3. AI Governance/Regulation
The consultation covered many themes, and the AI Strategy is clearly intended to be about more than just how to regulate or govern AI. In fact, one could be forgiven for thinking that the AI Strategy will be about everything except governance and regulation, given the limited expertise from these areas on the Task Force. These focus areas emphasized adoption, investment in, and scaling of AI innovation, as well as strengthening sovereign infrastructure. Among the focus areas only “public trust, skills and safety” gives a rather offhand nod to governance and regulation.

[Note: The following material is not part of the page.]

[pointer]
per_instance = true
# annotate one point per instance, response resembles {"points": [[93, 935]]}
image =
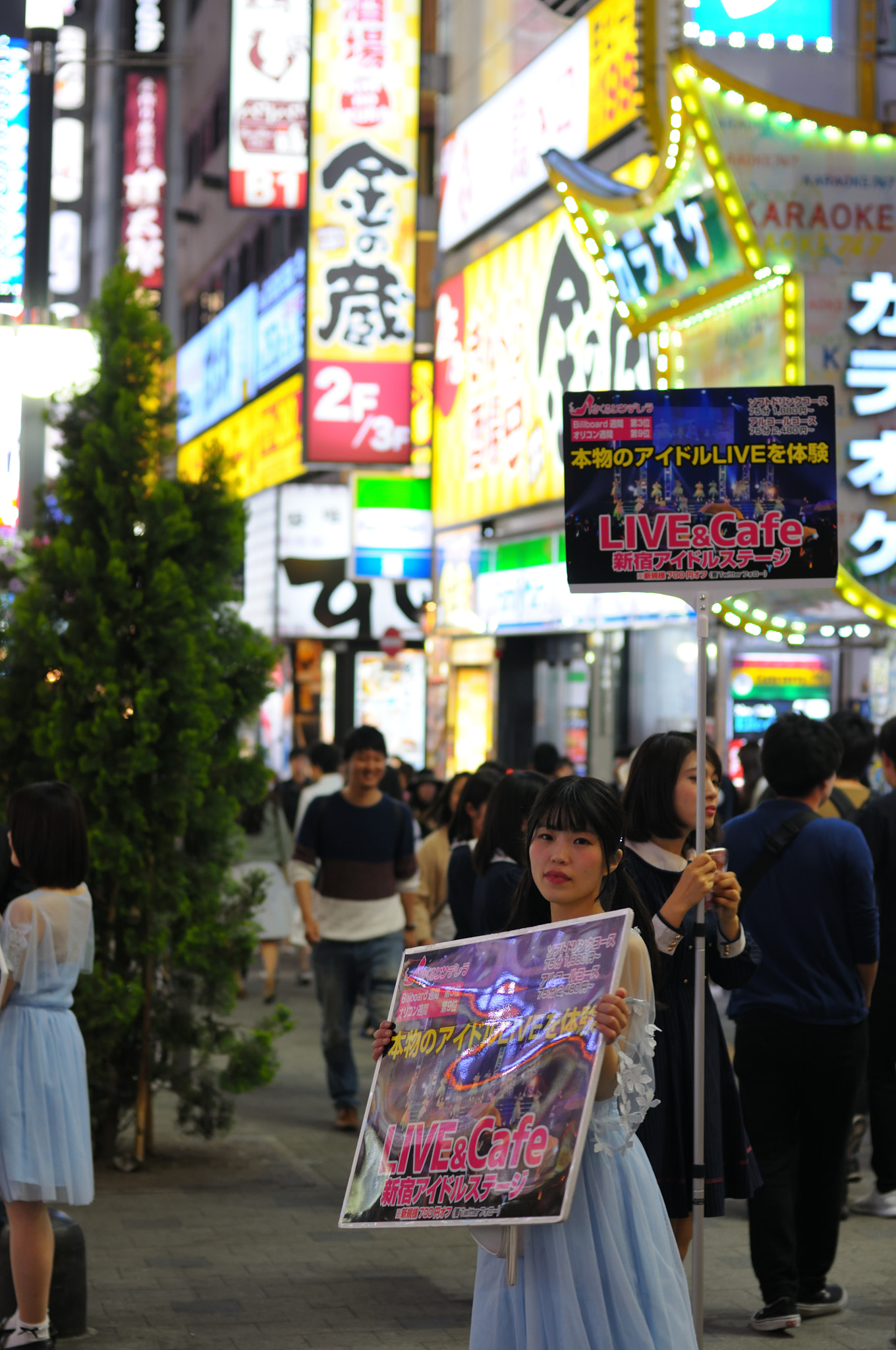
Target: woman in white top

That said, reading between the lines of the summary of inputs, Canadian are concerned about AI governance and regulation. This can be seen in statements such as “Respondents…urged Canada to prioritize responsible governance” (p. 7). Respondents also called for “meaningful regulation” (p. 8) and reminded the government of the need to “modernize regulations” (p. 8). There were also references to “accountable and robust governance”(p. 8) and “strict regulation, penalties for non-compliance and frameworks that uphold Canadian values” (p. 8) when it comes to generative AI. There were also calls for “strict liability laws” (p. 9), and concerns expressed over “lack of regulation and accountability” (p. 9).
One finds these snippets throughout the summary document, which suggests that meaningful regulation was a matter of real concern for respondents. However, the “Conclusions and next steps” section of the report mentions only the need for “regulatory clarity” and streamlined regulatory frameworks – neither of which is a bad thing, but neither of which is really about new regulation or governance. Instead, the report concludes that: “There was general consensus among participants that public trust depends on transparency, accountability, and robust governance, supported by certification standards, independent audits and AI literacy programs” (p. 15, my emphasis). While those tools are certainly part of a regulatory toolkit for AI, on their own and outside of a framework that builds in accountability and oversight, they are basically soft-law and self-regulation. This feels like a rather convenient consensus around where the government was likely heading in the first place.